Herz-Qi-Mangel und seine Auswirkungen
Ein Mangel an Herz-Qi kann sich nach TCM-Sicht zeigen durch:
● Herzklopfen oder Palpitationen
● Schlafstörungen, insbesondere Schwierigkeiten beim Einschlafen
● Nervosität und innere Unruhe
● Schwache Konzentration und Gedächtnisprobleme
● Angstgefühle oder emotionale Instabilität
● Blässe und allgemeine Schwäche
Herz-Blut-Mangel
Ein Mangel an Herz-Blut, das die Grundlage für die Ernährung und Ankerhaftung des Shen ist, führt nach TCM-Verständnis zu ähnlichen Symptomen, wird aber oft mit größerer Müdigkeit und Blässe begleitet.
Die Verbindung zu anderen Organen
Das Herz arbeitet eng mit mehreren anderen Organen zusammen. Seine wichtigsten Partnerschaften sind:
● Niere: Herz und Niere müssen in Balance sein, damit Shen sich ruhig und geerdet anfühlt
● Milz: Die Milz produziert das Blut, das das Herz zum Nähren des Shen benötigt
● Lunge: Zusammen regulieren Herz und Lunge das Wei-Qi und die Abwehr
● Dünndarm: Sein Yang-Partnerorgan, mit dem es Trennungsaufgaben durchführt
Die spirituelle Bedeutung
In der TCM gilt das Herz als spirituelles Zentrum. Ein offenes, ausgeglichenes Herz symbolisiert:
● Verbindung zur eigenen inneren Weisheit
● Fähigkeit zu Mitgefühl und Liebe
● Authentischer Selbstausdruck
● Innerer Frieden und Lebenssinn
Lebensstil zur Stärkung des Herzens
Um das Herz nach TCM-Ansicht zu pflegen, werden empfohlen:
● Ausreichend Schlaf und Ruhe, besonders vor Mitternacht
● Moderate, freudevolle Aktivitäten statt Überreizung
● Warme, nährende Ernährung mit blutnährenden Lebensmitteln (rote Beeren, Datteln, Goji-Beeren, Nüsse)
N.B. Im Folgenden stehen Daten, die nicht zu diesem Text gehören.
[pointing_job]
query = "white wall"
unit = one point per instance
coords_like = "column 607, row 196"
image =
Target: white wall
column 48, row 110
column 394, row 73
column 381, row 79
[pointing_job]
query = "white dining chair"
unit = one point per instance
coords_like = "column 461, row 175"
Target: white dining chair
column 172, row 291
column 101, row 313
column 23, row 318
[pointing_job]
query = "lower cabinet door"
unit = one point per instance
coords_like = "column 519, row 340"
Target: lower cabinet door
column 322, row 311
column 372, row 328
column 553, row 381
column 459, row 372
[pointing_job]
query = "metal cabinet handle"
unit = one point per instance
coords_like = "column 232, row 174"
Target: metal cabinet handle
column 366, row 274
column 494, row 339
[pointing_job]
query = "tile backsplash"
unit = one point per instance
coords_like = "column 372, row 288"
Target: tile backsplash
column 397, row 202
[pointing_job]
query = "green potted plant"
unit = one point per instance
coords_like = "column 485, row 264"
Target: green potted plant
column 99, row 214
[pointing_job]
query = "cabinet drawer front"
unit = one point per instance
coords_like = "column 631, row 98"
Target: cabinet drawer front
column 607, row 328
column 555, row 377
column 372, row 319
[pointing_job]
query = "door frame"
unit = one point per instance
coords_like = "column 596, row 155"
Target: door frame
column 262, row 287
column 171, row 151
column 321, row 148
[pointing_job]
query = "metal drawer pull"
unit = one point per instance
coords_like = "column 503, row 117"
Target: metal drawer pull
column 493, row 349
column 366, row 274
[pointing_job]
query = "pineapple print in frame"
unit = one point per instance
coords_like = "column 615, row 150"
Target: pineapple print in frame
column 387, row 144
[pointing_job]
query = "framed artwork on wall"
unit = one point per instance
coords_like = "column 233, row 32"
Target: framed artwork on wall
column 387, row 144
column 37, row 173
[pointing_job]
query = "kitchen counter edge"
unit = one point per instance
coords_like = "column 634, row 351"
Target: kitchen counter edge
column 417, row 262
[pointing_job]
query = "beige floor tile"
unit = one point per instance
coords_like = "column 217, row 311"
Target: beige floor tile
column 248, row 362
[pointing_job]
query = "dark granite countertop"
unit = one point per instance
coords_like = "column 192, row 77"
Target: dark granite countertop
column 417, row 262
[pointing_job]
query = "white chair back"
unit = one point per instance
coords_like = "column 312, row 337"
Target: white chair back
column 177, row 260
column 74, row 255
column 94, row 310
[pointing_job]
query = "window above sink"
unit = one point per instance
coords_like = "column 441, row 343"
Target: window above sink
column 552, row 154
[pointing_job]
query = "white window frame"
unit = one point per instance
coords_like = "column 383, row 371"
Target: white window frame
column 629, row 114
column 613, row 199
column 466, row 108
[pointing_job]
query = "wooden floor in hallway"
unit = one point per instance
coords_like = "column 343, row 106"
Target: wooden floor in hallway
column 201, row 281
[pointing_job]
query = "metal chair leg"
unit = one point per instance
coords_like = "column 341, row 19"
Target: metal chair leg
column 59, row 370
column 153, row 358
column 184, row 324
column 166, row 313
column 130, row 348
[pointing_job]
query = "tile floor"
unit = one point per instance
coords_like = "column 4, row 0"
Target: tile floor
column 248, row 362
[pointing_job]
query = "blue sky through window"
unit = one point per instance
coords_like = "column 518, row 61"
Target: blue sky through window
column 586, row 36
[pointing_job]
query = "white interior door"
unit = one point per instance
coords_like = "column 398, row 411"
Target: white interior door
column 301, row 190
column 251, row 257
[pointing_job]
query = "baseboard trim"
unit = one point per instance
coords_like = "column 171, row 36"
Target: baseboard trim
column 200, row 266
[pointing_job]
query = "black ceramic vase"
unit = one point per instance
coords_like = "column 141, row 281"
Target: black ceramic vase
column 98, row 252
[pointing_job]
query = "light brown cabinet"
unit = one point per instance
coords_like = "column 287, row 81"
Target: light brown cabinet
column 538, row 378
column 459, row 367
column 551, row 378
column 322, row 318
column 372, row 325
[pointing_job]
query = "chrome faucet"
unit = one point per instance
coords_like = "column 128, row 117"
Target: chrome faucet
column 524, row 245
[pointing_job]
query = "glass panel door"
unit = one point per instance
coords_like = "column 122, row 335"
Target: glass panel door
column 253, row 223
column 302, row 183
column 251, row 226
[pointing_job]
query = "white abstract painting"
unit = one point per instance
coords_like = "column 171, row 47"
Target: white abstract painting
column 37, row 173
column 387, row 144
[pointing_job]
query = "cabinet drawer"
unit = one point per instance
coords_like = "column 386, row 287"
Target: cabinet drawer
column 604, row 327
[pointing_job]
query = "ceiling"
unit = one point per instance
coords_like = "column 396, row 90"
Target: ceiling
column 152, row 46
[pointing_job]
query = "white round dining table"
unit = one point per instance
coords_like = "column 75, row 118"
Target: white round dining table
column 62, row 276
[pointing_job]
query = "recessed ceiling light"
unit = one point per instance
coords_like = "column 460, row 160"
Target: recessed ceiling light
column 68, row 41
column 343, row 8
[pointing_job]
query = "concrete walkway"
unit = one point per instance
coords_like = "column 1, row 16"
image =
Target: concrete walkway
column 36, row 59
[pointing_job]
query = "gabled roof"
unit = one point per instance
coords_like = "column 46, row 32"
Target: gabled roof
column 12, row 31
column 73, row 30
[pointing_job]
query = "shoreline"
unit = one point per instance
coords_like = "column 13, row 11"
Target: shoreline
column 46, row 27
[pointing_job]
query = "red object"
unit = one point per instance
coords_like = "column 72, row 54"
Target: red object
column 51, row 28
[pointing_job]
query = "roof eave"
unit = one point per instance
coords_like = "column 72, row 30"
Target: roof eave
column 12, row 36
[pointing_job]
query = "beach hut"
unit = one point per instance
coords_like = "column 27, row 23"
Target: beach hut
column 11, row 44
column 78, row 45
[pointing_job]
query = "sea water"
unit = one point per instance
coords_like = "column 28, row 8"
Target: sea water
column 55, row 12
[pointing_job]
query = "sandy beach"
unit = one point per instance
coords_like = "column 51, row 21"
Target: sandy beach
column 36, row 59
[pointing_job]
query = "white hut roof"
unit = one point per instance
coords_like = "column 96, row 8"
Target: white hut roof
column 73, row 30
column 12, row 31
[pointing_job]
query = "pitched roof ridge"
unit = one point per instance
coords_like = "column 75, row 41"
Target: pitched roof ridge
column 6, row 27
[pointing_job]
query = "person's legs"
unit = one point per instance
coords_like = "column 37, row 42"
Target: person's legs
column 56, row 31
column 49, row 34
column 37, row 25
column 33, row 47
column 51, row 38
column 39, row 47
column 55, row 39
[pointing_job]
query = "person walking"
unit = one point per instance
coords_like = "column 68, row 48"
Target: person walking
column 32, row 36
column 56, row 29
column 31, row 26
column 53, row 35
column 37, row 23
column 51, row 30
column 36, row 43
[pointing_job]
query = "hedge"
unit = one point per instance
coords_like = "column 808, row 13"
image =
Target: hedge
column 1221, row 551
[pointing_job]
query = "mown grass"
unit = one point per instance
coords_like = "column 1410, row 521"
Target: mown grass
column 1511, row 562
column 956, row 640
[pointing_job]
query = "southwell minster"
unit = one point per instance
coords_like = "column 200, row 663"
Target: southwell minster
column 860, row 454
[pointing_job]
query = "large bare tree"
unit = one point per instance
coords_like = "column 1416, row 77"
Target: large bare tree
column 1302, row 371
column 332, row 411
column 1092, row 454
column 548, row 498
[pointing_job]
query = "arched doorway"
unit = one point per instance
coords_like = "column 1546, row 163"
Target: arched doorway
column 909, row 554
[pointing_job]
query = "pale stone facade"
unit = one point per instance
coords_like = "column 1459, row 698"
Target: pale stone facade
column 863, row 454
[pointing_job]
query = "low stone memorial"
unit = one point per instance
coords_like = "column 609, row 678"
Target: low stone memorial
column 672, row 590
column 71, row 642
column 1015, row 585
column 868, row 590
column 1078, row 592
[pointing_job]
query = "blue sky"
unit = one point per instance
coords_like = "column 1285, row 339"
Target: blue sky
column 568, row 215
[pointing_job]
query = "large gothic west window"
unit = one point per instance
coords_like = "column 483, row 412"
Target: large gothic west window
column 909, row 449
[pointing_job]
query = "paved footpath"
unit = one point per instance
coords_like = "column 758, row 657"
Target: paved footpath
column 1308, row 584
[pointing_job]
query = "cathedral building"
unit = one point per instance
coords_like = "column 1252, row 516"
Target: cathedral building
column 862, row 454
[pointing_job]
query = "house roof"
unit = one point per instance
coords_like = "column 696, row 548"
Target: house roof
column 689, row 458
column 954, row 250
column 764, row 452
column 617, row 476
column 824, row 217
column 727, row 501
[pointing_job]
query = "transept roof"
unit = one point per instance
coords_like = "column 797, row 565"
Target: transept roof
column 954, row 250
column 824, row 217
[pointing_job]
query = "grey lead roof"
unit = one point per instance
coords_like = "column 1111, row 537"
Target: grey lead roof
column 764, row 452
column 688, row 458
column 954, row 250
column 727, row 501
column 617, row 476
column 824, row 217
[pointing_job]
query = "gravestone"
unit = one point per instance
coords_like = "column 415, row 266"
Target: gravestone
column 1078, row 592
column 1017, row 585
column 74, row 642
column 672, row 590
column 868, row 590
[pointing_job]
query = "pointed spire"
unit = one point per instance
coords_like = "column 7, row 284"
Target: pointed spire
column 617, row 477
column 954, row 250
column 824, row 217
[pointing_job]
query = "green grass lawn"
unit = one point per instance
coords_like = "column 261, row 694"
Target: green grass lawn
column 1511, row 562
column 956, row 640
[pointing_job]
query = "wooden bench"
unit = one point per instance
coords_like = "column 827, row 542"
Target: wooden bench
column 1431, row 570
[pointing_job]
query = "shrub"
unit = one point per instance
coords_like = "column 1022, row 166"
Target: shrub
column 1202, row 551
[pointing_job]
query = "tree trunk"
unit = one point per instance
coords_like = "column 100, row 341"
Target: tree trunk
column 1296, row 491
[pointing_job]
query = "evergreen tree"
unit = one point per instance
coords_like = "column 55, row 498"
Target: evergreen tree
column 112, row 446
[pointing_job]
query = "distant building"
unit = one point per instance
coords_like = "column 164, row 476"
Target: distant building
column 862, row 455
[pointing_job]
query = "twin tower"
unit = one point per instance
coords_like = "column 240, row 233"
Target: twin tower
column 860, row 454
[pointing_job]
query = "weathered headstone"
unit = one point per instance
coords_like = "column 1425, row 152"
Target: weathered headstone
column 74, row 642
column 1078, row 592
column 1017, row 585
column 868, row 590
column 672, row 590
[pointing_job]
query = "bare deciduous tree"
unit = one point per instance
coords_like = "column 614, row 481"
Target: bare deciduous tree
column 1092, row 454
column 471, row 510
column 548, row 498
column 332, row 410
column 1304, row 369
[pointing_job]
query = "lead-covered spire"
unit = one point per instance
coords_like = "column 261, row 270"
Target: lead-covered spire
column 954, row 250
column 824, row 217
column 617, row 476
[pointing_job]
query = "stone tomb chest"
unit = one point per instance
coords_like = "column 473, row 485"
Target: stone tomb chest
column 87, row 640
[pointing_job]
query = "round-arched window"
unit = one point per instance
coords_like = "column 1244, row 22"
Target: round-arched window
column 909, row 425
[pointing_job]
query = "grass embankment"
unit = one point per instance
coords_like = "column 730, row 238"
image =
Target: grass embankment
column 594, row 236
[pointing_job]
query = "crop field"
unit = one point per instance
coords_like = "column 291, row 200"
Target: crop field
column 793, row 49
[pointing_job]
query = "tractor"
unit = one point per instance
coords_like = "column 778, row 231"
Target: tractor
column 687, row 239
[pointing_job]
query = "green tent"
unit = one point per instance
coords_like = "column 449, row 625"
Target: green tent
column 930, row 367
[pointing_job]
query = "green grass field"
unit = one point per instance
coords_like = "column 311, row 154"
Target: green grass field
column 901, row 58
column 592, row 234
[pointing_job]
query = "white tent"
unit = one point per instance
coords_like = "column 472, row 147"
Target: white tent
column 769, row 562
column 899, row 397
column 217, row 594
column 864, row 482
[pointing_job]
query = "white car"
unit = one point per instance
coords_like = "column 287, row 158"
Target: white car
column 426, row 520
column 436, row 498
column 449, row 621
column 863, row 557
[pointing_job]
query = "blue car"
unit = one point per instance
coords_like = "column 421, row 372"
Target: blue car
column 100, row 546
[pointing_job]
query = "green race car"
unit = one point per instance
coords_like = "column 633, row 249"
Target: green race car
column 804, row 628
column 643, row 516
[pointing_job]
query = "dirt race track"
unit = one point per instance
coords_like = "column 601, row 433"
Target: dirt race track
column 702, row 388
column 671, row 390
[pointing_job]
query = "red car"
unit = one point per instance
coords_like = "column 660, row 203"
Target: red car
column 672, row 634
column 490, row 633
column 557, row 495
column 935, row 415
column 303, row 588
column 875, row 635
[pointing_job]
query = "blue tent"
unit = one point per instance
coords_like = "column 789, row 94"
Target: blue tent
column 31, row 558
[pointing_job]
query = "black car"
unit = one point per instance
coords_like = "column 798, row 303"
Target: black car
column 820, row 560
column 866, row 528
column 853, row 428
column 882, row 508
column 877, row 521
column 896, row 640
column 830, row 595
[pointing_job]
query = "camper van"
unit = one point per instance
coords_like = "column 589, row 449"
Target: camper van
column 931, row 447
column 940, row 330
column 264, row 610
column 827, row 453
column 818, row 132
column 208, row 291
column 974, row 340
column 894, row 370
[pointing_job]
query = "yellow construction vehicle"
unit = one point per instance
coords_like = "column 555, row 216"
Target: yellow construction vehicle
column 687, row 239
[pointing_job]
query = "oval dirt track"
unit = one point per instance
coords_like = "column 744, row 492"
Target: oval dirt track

● Emotionale Balance durch Achtsamkeit und Meditation
● Bewusste, tiefe Atmung zur Beruhigung des Geistes
●Reduzierung von Koffein und anregenden Substanzen
Fazit
Das Herz in der TCM verkörpert weit mehr als nur ein physisches Organ – es ist der Sitz der Seele, des Geistes und der Emotionen. Ein starkes, harmonisches Herz-Qi ist die Grundlage für emotionale Stabilität, klares Denken, erholsamen Schlaf und Lebensfreude. Eine achtsame Lebensweise, regelmäßige Ruhe und eine nährende Ernährung unterstützen nach TCM-Verständnis diese zentrale Organ-Kraft.